Chi-Square Test Example Computation and Practical Application

chi-square test
Chi-square test formula.

This article shows frequency data analysis using the chi-square test. It shows a brief but essential background about chi square and shows the construction of a frequency data table. A chi square example with detailed computation is given.

Earlier, I discussed the appropriate statistical analysis to use based on the type of data a researcher gathers. Analyzing the data itself is quite a challenge to students, especially if they do a statistical analysis for the first time.

But for frequency data or data where the researcher needs to find out if there is an association between two nominal or categorical variables, chi square is the test to use.

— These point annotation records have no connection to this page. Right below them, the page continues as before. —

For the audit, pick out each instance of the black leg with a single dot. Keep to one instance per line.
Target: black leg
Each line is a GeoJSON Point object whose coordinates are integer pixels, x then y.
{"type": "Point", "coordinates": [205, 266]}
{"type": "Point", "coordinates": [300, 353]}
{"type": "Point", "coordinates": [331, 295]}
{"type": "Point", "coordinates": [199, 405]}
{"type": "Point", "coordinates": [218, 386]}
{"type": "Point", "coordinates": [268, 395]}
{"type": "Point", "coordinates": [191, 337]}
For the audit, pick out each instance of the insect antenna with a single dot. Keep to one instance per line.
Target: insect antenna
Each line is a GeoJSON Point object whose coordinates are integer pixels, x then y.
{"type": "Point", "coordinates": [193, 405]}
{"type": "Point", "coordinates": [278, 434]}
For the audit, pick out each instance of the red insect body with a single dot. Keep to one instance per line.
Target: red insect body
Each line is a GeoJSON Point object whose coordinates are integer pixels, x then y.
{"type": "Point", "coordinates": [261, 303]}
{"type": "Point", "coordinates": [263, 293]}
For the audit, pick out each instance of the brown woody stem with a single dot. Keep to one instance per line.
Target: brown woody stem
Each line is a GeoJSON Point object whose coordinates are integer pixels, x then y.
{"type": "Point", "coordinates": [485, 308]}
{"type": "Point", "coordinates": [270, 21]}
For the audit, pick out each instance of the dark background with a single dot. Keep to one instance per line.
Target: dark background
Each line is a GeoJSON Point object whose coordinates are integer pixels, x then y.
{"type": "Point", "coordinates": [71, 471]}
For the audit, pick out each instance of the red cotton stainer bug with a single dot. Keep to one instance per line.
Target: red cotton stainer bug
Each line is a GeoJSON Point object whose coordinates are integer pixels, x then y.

The chi square example given in this article will guide you through the process.

Before you proceed to the chi square computation, however, it would be a good idea to find out first if the sample or population you are studying is normally distributed or non-normally distributed. I will explain these concepts in the next section.

Frequency Distribution of Samples and Populations

The chi-square test is a powerful nonparametric test applied to normally distributed populations. It assumes that the data was obtained by random sampling. Random sampling means each of the samples has an equal chance of being selected during the conduct of the study.

What do I mean by a normal data distribution? How do you know the data approximates a normal curve?

I can show the difference by comparing the histogram of a normal distribution with a non-normal distribution (Figure 1).

Figure 1. Data distribution plots (Modified from Vectors by Vecteezy)

Notice that in Figure 1, the histograms on the left column approximate a bell-shaped curve. The top graph depicts data in a sample, where obviously, the number of samples which have the same value or range of values for each sample of the characteristic or variable being investigated, such as age, is plotted.

The graph below it shows the population, where sheer numbers would refine the lines of the curve. Thus, finer lines are obtained.

For example, you may have an age range of 1-5, 5-10, 11-15, 16-20, and so on until the probable age that humans could live. You may arbitrarily place the highest age range which you believe will cover the population you’re interested in.

It would end to something like 96-100 years old. An interval of 5 makes up each bar in the graph.

If you only have, say, a hundred samples, that would show the first graph with rougher edges. While if you sampled a thousand individuals, that would show the refined graph below.

Thus, the graph in Figure 1 at the bottom represents the graph of the population, where more samples were collected. The angled edges of the histogram are no longer visible.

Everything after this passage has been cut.